Dieses Ergebnis kann auch nicht vor dem Hintergrund verwundern, dass im Ausland mitunter stärkere Noterben- und Pflichtteilsrechte nicht durchgedrungen sind, da hier gerade keine verfassungsrechtliche Absicherung vorlag, was der österreichische OGH (dieser in ausdrücklicher Abgrenzung zum deutschen Recht) sowie der italienische Kassationsgerichtshof auch ausdrücklich hervorhoben. Nichts anderes wird für das französische Recht gelten, auch wenn der fehlende Verfassungsrang in den entsprechenden Entscheidungen nicht ausdrücklich herausgestellt wurde. Die Außenseiterposition Deutschlands rechtfertigt sich durch seine verfassungsrechtlich besondere Lage.
3. Ordre public Verstoß in anderen Fällen
Keine Zustimmung verdient die Entscheidung des BGH dagegen, insoweit der Eindruck erweckt wird, dass jedes Zurückbleiben der einschlägigen Auslandsbestimmungen hinter dem Vorbild des deutschen Pflichtteilsrechts einen ordre public Verstoß begründe, dem durch volle Anwendung des deutschen Pflichtteilsrechts abzuhelfen ist.
Das BVerfG begründet die gebotene Mindestbeteiligung von Kindern am Nachlass gerade im Sinne einer verfassungsrechtlichen Institutsgarantie, deren konkrete Ausfüllung mit einem weiten Ermessensspielraum dem Gesetzgeber obliegt, was im Grundsatz auch der BGH zur Kenntnis nimmt. Hat schon der deutsche Gesetzgeber einen weiten Ermessensspielraum, muss dies auch vor der gebotenen engen Auslegung des ordre public Vorbehalts (siehe vorstehend Nr. 1) erst recht für Vorschriften des Auslandsgesetzgebers gelten – ein ordre public Verstoß ist nur dann anzunehmen, wenn im konkreten Einzelfall das nach dem deutschen ordre public zwingend gebotene Mindestmaß unterschritten wird. Dieses ist mit der einfachgesetzlichen Ausgestaltung des Pflichtteilsrechts nicht deckungsgleich und wäre im Einzelfall zu bestimmen. Hierdurch ergibt sich dann gleichzeitig auch die Rechtsfolge eines ordre public Verstoßes: Die bestehende Lücke ist so auszufüllen, dass ein gerade noch dem ordre public entsprechendes Ergebnis erzielt wird.

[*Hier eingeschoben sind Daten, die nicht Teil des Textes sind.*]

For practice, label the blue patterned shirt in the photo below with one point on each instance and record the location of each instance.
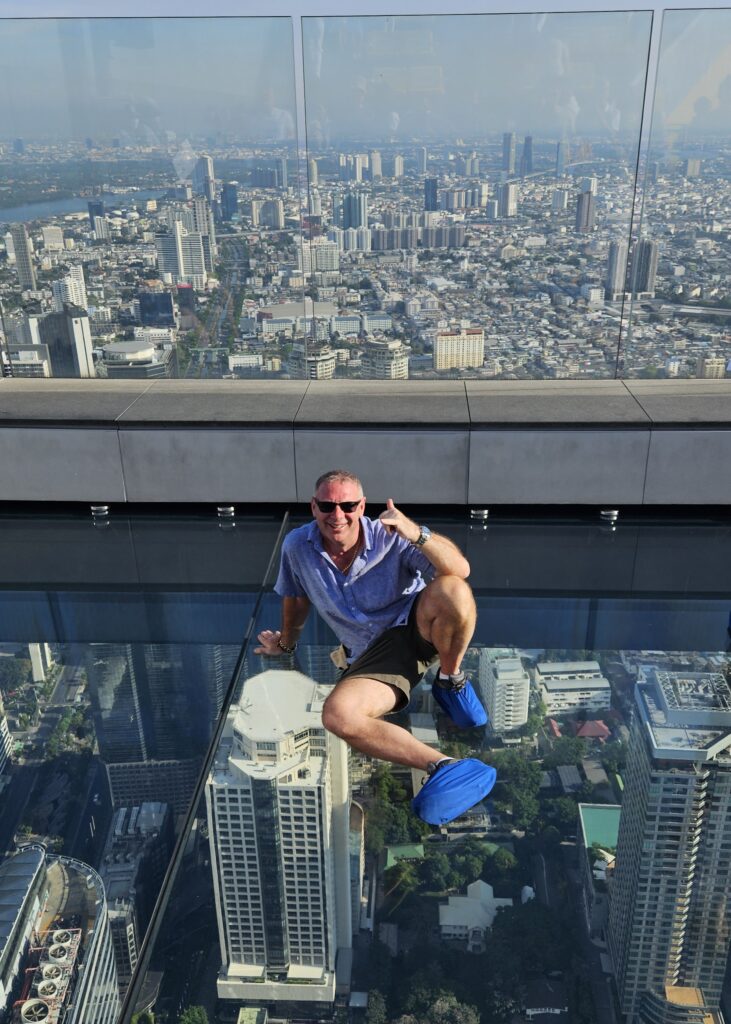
(375, 594)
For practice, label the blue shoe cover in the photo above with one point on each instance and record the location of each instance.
(453, 790)
(463, 706)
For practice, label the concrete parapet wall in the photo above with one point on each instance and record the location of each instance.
(450, 442)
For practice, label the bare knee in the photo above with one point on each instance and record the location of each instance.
(447, 595)
(338, 717)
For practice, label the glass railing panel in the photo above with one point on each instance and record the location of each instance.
(149, 213)
(678, 282)
(464, 219)
(291, 900)
(118, 642)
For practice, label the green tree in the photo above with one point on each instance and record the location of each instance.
(446, 1010)
(434, 871)
(377, 1012)
(613, 757)
(194, 1015)
(566, 751)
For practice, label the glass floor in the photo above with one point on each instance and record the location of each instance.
(178, 843)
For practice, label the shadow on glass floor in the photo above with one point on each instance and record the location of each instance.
(308, 890)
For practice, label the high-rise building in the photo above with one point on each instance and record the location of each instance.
(526, 158)
(156, 308)
(58, 965)
(153, 717)
(5, 739)
(616, 270)
(586, 212)
(308, 363)
(385, 359)
(312, 173)
(272, 214)
(508, 200)
(101, 229)
(669, 920)
(181, 255)
(96, 209)
(229, 200)
(203, 225)
(71, 289)
(431, 198)
(712, 367)
(136, 853)
(559, 201)
(277, 803)
(68, 337)
(459, 348)
(24, 259)
(203, 177)
(52, 239)
(509, 152)
(505, 689)
(354, 211)
(644, 267)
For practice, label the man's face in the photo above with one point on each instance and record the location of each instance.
(340, 527)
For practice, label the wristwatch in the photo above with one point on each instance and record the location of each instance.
(423, 537)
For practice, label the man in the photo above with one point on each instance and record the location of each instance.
(395, 595)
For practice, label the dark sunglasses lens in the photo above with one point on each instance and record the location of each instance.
(331, 506)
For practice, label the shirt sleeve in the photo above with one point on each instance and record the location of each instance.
(417, 561)
(288, 583)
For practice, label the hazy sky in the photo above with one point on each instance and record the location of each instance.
(468, 75)
(146, 76)
(379, 78)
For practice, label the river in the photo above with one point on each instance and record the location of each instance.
(76, 204)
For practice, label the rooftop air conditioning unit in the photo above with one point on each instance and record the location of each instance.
(34, 1010)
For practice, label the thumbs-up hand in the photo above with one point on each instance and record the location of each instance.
(395, 521)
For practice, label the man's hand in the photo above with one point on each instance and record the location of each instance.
(396, 521)
(269, 640)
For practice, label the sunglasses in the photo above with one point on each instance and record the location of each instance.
(332, 506)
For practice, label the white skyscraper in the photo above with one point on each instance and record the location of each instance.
(24, 260)
(181, 255)
(278, 822)
(505, 689)
(5, 739)
(669, 919)
(71, 289)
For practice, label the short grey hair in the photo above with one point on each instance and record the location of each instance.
(337, 475)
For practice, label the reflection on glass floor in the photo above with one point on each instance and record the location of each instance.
(300, 881)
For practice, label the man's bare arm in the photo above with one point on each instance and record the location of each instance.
(294, 615)
(441, 552)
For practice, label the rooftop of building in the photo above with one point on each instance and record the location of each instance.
(600, 823)
(679, 737)
(567, 668)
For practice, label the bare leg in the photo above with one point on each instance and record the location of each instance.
(353, 712)
(446, 616)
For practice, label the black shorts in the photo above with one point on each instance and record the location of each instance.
(399, 656)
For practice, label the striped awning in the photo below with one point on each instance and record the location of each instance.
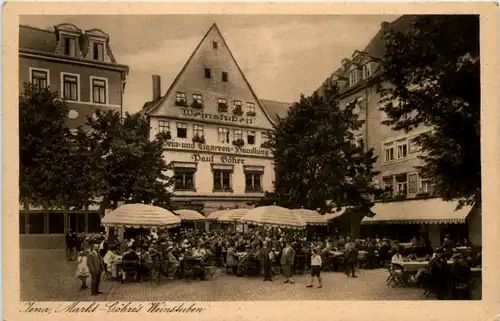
(430, 211)
(233, 215)
(275, 216)
(336, 214)
(140, 215)
(311, 217)
(215, 215)
(190, 215)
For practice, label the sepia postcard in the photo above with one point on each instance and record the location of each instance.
(240, 161)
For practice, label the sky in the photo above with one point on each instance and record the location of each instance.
(282, 56)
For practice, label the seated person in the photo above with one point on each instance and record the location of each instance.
(130, 264)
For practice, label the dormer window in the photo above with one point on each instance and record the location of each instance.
(70, 46)
(353, 77)
(98, 51)
(367, 71)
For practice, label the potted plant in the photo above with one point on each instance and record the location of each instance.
(199, 139)
(181, 102)
(238, 142)
(238, 111)
(196, 104)
(222, 107)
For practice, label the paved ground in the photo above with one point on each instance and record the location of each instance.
(46, 276)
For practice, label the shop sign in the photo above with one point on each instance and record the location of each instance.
(219, 159)
(219, 149)
(207, 116)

Zur quantitativen Untergrenze hatte der BGH sich nicht zu äußern, da jedenfalls das völlige Fehlen eines Pflichtteilsanspruchs einen ordre public Verstoß begründet und auf Ebene des Auskunfts- und Wertermittlungsanspruchs nach § 2314 Abs. 1 BGB über den Umfang der Partizipation am Nachlass nicht zu entscheiden war. Gleichwohl wird durch den für notwendig befundenen und nicht näher eingeschränkten Rückgriff auf das deutsche Pflichtteilsrecht der Eindruck erweckt, maßgeblich für den ordre public Verstoß sowie die Lückenfüllung sei das deutsche Pflichtteilsrecht in vollem Umfang, d.h. einschließlich der entsprechenden vollen Pflichtteilsquoten. Dies ist abzulehnen. Sieht die ausländische Rechtsordnung eine geringere Beteiligung am Nachlass vor, ist dies nur insoweit schädlich, als das für den deutschen ordre public zwingend erforderliche Mindestmaß unterschritten würde.
Ebenso abzulehnen ist die pauschale Aussage des BGH, dass die Inheritance Provision 1975 oder ähnliche Ersatzmechanismen generell nicht geeignet seien, den fehlenden Pflichtteil eines Kindes zu kompensieren. Im Rahmen des Art. 35 EuErbVO kommt es richtigerweise darauf an, dass ein im konkreten Einzelfall mit dem deutschen ordre public unvereinbares Ergebnis besteht. Ein solches begründet der BGH in seiner Entscheidung auch korrekt damit, dass dem Anspruchsteller nach englischen Recht schon aufgrund des fehlenden domiciles in England oder Wales keine Ansprüche zukamen.